When malware tries to connect to the Internet, Botnet Watcher terminates the connection and inspects the payload. If the inspection reveals communication between the bot and a command and control (C&C) server or the downloading of other malware, Botnet Watcher transfers these communications to the Internet. However, if the malware begins to send malicious payloads (e.g., DDoS attacks or spam email), these are sent to a virtual Internet, which creates pseudo-responses to the malware. In this way, Botnet Watcher can safely obtain the features of the communication patterns between the malware and other hosts (Fig. 4).
Stealth Debugger, which is implemented as a debugging mechanism in the VMM layer, provides a debugging function from another layer of the malware execution environment. Because ordinary debuggers make use of CPU (central processing unit) or OS debug-support mechanisms, some kinds of malware can easily detect the operation of a debugger. In contrast, Stealth Debugger provides the debugging function from the VMM layer independently of the original debug-support mechanisms, so malware cannot detect any debugger activities. Thus, Stealth Debugger can get effective malware analysis results by means of some anti-analysis techniques and can elucidate malware functions quickly.
4.2 Static analysis
The number of malware programs has been steadily increasing in recent years, and while it would be unrealistic to come up with a countermeasure for each and every one, determining a priority for creating countermeasures is proving to be difficult. Under these circumstances, we have been researching malware static analysis technologies centered on the classification of malware with the aim of clarifying the overall content of malware. Our malware classification technology calculates the similarity between malware programs by examining the behavior of malware rather than its program code. This approach enables malware programs to be classified according to their potential functions such as ones that are not executed without a command from the attacker. However, much of the recent malware conceals the original program code through the use of an obfuscation tool. It is also hard to obtain information about malware symbols, which makes it difficult to disassemble binary streams mixed with machine-language instructions and data. In response to these problems, we have developed three malware analysis techniques and constructed a malware classification system by combining them. These are (1) an unpacking technique that extracts dynamically generated code, (2) a technique that computes the most likely disassembly result based on a probabilistic model, and (3) a technique that efficiently computes the longest common subsequence of machine-language instruction sequences. The results of clustering 3232 samples of malware that we collected using this system are shown in Fig. 5. The names of these 3232 samples are lined up along the periphery of the circle. Samples connected by arcs with large radii exhibit high similarity while those connected with arcs near the center of the circle exhibit low similarity. As a result of this classification, we found that about 50% of all samples were made up of Downadup malware, about 25% of Rahack malware, and about 20% of IRCBot malware (IRC: Internet relay chat). These results show that, for the malware samples targeted by this classification, most malware functions could be determined by analyzing representative samples of only a few types without having to analyze all samples.

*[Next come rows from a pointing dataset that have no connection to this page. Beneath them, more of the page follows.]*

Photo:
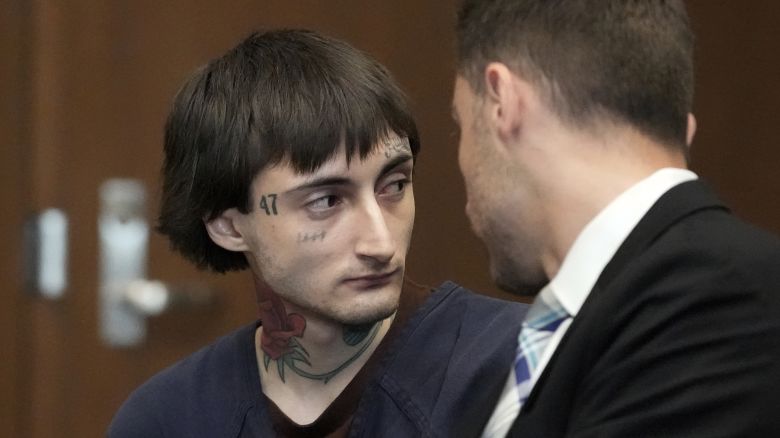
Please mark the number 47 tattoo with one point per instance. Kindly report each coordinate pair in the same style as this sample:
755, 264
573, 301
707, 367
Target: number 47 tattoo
268, 203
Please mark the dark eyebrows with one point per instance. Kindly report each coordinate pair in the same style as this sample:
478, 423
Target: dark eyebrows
326, 181
395, 162
331, 181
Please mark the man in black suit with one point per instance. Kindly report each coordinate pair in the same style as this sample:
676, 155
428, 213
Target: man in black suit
657, 313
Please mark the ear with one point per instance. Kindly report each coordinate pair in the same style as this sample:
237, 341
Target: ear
505, 99
224, 232
691, 130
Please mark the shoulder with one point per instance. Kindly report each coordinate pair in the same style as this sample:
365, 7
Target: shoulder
204, 388
458, 345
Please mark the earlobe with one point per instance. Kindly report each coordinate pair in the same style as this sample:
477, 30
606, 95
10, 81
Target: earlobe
691, 130
223, 231
505, 102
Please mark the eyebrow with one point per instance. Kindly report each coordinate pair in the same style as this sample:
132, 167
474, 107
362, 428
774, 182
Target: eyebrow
330, 181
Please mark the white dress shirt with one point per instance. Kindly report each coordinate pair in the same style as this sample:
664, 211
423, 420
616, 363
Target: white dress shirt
593, 248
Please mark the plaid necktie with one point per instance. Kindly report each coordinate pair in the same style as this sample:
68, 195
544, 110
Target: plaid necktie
544, 317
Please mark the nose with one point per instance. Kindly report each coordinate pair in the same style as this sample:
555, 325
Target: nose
374, 239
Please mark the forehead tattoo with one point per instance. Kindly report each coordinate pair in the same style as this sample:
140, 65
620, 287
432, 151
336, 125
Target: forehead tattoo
395, 145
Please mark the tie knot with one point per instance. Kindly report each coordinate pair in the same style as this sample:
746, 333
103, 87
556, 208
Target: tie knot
546, 313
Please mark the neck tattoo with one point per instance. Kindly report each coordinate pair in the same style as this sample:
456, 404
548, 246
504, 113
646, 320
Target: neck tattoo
296, 353
282, 331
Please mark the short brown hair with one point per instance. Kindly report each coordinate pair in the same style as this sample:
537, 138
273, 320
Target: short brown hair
285, 95
629, 60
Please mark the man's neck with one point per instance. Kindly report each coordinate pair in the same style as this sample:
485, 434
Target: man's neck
306, 361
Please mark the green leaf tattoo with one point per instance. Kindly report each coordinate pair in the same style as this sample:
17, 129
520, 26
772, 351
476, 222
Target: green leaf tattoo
296, 353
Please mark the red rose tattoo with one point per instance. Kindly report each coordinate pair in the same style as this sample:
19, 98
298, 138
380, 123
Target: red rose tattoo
279, 327
280, 331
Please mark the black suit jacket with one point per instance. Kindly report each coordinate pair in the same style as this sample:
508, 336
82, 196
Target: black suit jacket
680, 337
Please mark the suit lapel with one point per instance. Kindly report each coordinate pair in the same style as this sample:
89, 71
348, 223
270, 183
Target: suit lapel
679, 202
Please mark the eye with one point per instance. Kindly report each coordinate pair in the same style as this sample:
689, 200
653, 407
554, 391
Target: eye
396, 187
324, 203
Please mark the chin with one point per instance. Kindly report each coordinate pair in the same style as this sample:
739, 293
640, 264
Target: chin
368, 310
516, 281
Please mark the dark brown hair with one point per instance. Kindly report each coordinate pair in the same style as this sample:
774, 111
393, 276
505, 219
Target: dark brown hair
285, 95
629, 60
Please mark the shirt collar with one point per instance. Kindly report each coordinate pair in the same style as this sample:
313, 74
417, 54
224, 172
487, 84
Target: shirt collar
598, 242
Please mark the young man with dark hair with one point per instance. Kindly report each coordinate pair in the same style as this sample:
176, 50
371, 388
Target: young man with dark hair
657, 313
293, 155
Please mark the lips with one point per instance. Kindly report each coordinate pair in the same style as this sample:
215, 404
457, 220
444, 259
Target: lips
373, 280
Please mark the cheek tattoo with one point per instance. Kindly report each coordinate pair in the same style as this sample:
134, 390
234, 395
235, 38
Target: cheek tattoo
396, 145
268, 203
311, 237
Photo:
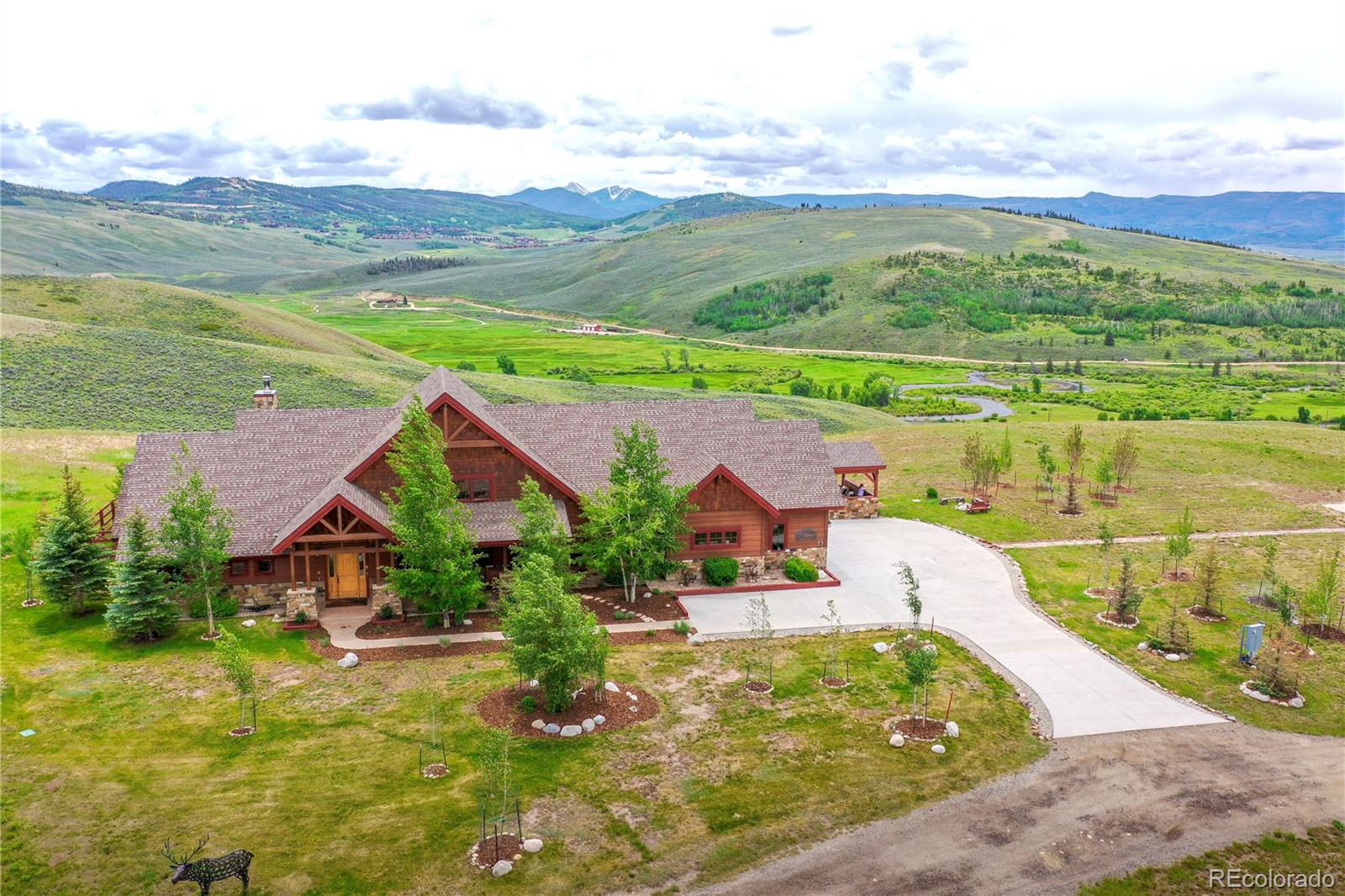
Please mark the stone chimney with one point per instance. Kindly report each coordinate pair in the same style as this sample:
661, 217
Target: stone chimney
266, 397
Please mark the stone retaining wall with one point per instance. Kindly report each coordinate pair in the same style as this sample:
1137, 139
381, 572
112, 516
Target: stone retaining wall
260, 596
857, 508
302, 599
381, 595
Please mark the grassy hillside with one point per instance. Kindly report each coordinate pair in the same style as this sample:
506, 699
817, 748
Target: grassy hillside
129, 356
663, 277
71, 239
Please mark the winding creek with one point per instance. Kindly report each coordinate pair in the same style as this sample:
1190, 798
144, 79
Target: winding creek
989, 407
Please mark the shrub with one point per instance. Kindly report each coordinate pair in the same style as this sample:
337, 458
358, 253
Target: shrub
224, 607
799, 569
720, 572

Anti-malware technologies that we have developed can identify malicious URLs, which should not be accessed from personal computers and servers, in a form that can be input to existing filtering equipment. Furthermore, they can also identify infected user equipment with high accuracy based on the features of malware communications and functions. In the near future, we plan to evaluate these technologies by performing tests with prototype systems.